Interface Contracts Summary

Contract Type Defined In Consumed By
~/server/.env.services env file P1 All
Ollama API localhost:11434/v1 HTTP (OpenAI compat) P2 P3, P4, P7
Wyoming STT localhost:10300 TCP/Wyoming P3 P6, HA
Wyoming TTS localhost:10301 TCP/Wyoming P3 P6, HA
Wyoming Satellite localhost:10700 TCP/Wyoming P3 HA
OpenClaw API localhost:8080 HTTP P4 P3, P7, P8
Character JSON ~/.openclaw/characters/ JSON file P5 P4, P3, P7
character.schema.json v1 JSON Schema P5 P4, P3, P7
VTube Studio WS localhost:8001 WebSocket VTube Studio P7
ComfyUI API localhost:8188 HTTP ComfyUI P8
Home Assistant API HTTP/WS P1 (HA) P4, P6

Repo Structure (Gitea)

~/gitea/homeai/
├── homeai-infra/          # P1
│   ├── docker/            # per-service compose files
│   ├── scripts/           # setup/teardown helpers
│   └── Makefile
├── homeai-llm/            # P2
│   ├── ollama-models.txt
│   └── scripts/
├── homeai-voice/          # P3
│   ├── whisper/
│   ├── tts/
│   ├── wyoming/
│   └── scripts/
├── homeai-agent/          # P4
│   ├── skills/
│   ├── workflows/         # n8n exports
│   └── config/
├── homeai-character/      # P5
│   ├── src/               # React character manager
│   ├── schema/
│   └── characters/        # exported JSONs
├── homeai-esp32/          # P6
│   └── esphome/
├── homeai-visual/         # P7
│   └── skills/
└── homeai-images/         # P8
    ├── workflows/          # ComfyUI workflow JSONs
    └── skills/

Suggested Build Order

Week Focus Projects
1 Infrastructure up, LLM running P1, P2
2 Voice pipeline end-to-end (desktop mic test) P3
3 Character Manager wired, OpenClaw connected P4, P5
4 ESP32 firmware, first satellite running P6
5 VTube Studio live, expressions working P7
6 ComfyUI online, character LoRA trained P8
7+ Extended integrations, polish, Authelia Phase 7

Open Questions / Decisions Needed

  • Which OpenClaw version/fork to use? (confirm it supports Ollama natively)
  • Wake word: hey_jarvis vs custom trained word — what should the character's name be?
  • Live2D model: commission custom or buy from nizima.com?
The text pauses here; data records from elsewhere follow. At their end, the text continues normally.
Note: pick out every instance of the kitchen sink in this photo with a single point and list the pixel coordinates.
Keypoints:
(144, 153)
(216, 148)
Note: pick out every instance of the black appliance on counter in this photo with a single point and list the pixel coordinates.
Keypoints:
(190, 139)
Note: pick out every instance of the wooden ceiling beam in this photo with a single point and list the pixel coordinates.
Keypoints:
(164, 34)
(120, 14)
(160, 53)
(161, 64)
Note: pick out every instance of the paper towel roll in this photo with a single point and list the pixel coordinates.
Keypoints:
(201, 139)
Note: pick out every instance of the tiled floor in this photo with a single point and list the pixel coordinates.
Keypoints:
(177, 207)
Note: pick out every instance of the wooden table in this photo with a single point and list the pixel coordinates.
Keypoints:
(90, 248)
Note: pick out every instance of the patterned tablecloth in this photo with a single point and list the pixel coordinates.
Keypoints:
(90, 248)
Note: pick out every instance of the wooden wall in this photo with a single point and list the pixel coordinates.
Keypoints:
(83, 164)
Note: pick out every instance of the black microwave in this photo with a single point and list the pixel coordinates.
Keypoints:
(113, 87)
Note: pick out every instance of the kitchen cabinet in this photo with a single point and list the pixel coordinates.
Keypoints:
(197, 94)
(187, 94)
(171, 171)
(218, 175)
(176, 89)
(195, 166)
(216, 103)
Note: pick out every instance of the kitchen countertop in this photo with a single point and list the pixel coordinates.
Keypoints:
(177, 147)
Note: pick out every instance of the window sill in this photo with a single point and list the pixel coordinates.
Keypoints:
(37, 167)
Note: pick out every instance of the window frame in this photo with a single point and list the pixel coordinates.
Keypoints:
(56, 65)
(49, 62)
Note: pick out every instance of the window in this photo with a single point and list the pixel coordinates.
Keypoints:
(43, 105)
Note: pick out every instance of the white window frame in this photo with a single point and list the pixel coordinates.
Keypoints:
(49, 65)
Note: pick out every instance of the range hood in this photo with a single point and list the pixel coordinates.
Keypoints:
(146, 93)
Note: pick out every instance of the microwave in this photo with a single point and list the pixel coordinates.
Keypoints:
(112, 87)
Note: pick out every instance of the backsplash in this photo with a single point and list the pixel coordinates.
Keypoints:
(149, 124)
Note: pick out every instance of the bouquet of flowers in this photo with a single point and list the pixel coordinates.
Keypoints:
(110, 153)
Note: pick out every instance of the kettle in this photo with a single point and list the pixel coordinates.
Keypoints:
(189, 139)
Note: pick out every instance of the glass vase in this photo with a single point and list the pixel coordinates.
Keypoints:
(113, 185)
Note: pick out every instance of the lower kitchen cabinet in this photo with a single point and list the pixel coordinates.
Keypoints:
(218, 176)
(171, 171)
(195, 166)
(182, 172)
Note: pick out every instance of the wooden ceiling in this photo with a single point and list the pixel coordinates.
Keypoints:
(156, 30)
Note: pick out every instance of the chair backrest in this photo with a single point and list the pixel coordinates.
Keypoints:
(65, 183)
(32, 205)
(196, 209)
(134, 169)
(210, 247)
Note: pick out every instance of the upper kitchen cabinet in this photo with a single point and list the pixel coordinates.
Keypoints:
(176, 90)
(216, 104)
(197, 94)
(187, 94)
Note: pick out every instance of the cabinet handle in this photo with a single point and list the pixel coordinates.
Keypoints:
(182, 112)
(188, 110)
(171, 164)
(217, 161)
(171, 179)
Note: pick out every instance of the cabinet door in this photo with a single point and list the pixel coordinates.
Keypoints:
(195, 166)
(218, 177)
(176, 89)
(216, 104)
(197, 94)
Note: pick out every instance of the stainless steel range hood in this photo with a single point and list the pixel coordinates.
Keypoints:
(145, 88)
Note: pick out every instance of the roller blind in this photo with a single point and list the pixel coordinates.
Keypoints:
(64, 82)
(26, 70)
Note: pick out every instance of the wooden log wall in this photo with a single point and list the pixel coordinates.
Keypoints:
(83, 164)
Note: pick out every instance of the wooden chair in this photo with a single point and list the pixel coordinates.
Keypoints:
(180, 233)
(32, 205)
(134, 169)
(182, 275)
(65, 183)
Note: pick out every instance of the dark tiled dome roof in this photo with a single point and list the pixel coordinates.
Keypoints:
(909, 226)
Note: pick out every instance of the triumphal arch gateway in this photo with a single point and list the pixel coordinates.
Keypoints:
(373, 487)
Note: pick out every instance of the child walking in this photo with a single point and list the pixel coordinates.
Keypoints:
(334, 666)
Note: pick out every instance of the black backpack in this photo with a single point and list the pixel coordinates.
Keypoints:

Budget?
  • Snapcast: output to ESP32 speakers or separate audio hardware per room?
  • n8n: self-hosted Docker vs n8n Cloud (given local-first preference → Docker)
  • Authelia: local user store or LDAP backend? (local store is simpler)
  • mem0: local SQLite or run Qdrant vector DB for better semantic search?